Overall the US wheat crop is clearly looking in great shape. Last Friday, Informa pegged the all wheat yield at a record 45.9 bu/acre, fully two bushels ahead of the USDA. They also had 2010 US wheat production at 2.217 billion bushels, which is 150 million higher than the USDA, and now slightly ahead of last year despite the sharp acreage drop.

That sets the stage for the USDA to raise their US production estimates on Friday. They should also increase their ending stocks based on last week's numbers showing wheat stocks as of June 1 at 973 million bushels, which was 33 million bushel above the average trade estimate.

So, from a US wheat perspective, Friday's USDA report should be bearish. Although balancing the books is a pretty popular pastime in Washington, so don't go getting too surprised if they don't raise their domestic usage estimates also to compensate for last week's surprisingly low corn supplies. That might absorb some, if not most, of this extra US production.

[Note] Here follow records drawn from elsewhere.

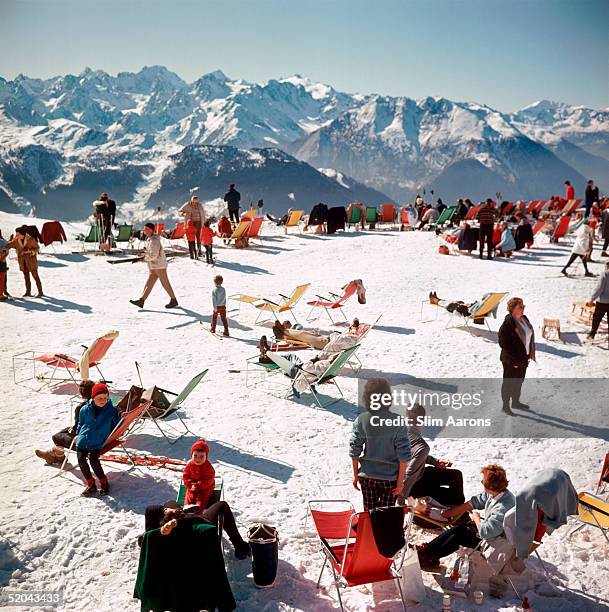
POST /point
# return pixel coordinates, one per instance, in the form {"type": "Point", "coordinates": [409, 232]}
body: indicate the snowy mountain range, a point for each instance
{"type": "Point", "coordinates": [149, 138]}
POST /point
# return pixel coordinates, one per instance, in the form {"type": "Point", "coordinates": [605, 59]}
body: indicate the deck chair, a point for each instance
{"type": "Point", "coordinates": [173, 408]}
{"type": "Point", "coordinates": [293, 219]}
{"type": "Point", "coordinates": [335, 302]}
{"type": "Point", "coordinates": [253, 231]}
{"type": "Point", "coordinates": [125, 232]}
{"type": "Point", "coordinates": [446, 216]}
{"type": "Point", "coordinates": [249, 215]}
{"type": "Point", "coordinates": [472, 212]}
{"type": "Point", "coordinates": [59, 362]}
{"type": "Point", "coordinates": [346, 543]}
{"type": "Point", "coordinates": [561, 228]}
{"type": "Point", "coordinates": [371, 216]}
{"type": "Point", "coordinates": [287, 305]}
{"type": "Point", "coordinates": [592, 511]}
{"type": "Point", "coordinates": [486, 309]}
{"type": "Point", "coordinates": [603, 480]}
{"type": "Point", "coordinates": [118, 437]}
{"type": "Point", "coordinates": [239, 235]}
{"type": "Point", "coordinates": [327, 376]}
{"type": "Point", "coordinates": [387, 215]}
{"type": "Point", "coordinates": [355, 215]}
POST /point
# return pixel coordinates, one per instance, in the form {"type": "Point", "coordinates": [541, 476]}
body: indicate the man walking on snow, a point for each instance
{"type": "Point", "coordinates": [154, 256]}
{"type": "Point", "coordinates": [232, 198]}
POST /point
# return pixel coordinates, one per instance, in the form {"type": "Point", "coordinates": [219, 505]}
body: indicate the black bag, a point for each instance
{"type": "Point", "coordinates": [264, 542]}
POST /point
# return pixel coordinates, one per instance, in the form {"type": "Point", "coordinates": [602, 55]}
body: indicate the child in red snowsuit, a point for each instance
{"type": "Point", "coordinates": [191, 235]}
{"type": "Point", "coordinates": [207, 238]}
{"type": "Point", "coordinates": [199, 476]}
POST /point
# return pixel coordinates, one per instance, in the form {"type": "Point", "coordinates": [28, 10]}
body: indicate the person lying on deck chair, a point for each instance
{"type": "Point", "coordinates": [466, 310]}
{"type": "Point", "coordinates": [63, 439]}
{"type": "Point", "coordinates": [426, 475]}
{"type": "Point", "coordinates": [496, 500]}
{"type": "Point", "coordinates": [171, 515]}
{"type": "Point", "coordinates": [286, 331]}
{"type": "Point", "coordinates": [301, 372]}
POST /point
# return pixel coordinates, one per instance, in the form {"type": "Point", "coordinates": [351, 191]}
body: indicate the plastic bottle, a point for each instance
{"type": "Point", "coordinates": [463, 571]}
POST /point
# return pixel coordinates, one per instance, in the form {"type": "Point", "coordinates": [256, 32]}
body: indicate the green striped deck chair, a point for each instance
{"type": "Point", "coordinates": [173, 409]}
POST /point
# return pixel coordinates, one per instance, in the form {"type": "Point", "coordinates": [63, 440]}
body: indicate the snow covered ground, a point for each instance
{"type": "Point", "coordinates": [274, 454]}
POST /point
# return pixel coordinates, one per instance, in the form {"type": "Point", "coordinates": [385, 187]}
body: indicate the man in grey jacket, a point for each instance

The sixty million dollar question now seems to be what will they say for production elsewhere? In particular Russia, Kazakhstan, Europe, Canada and China. Certainly all but the last of those could see production estimates revised lower. Last month's numbers were 57.5 MMT, 17 MMT, 143 MMT, 24.5 MMT and 112 MMT respectively, you could easily make a case out for cutting at least 10 MMT off that little lot, but the USDA are famously slow at reacting to rapidly changing crop production prospects. It may well be that the Russian crop is only 50 MMT this year, but if it is the chances of the USDA reporting it at that on Friday are remote.

So even before the numbers are out, I'm already doubting their credibility, yet the market will react to the USDA's perception of things just like it always does. We might as well place bets on a couple of raindrops sliding down the window pane. Given the magnitude of the recent rises in European prices over the past week, booking a few profits ahead of Friday might be a good idea.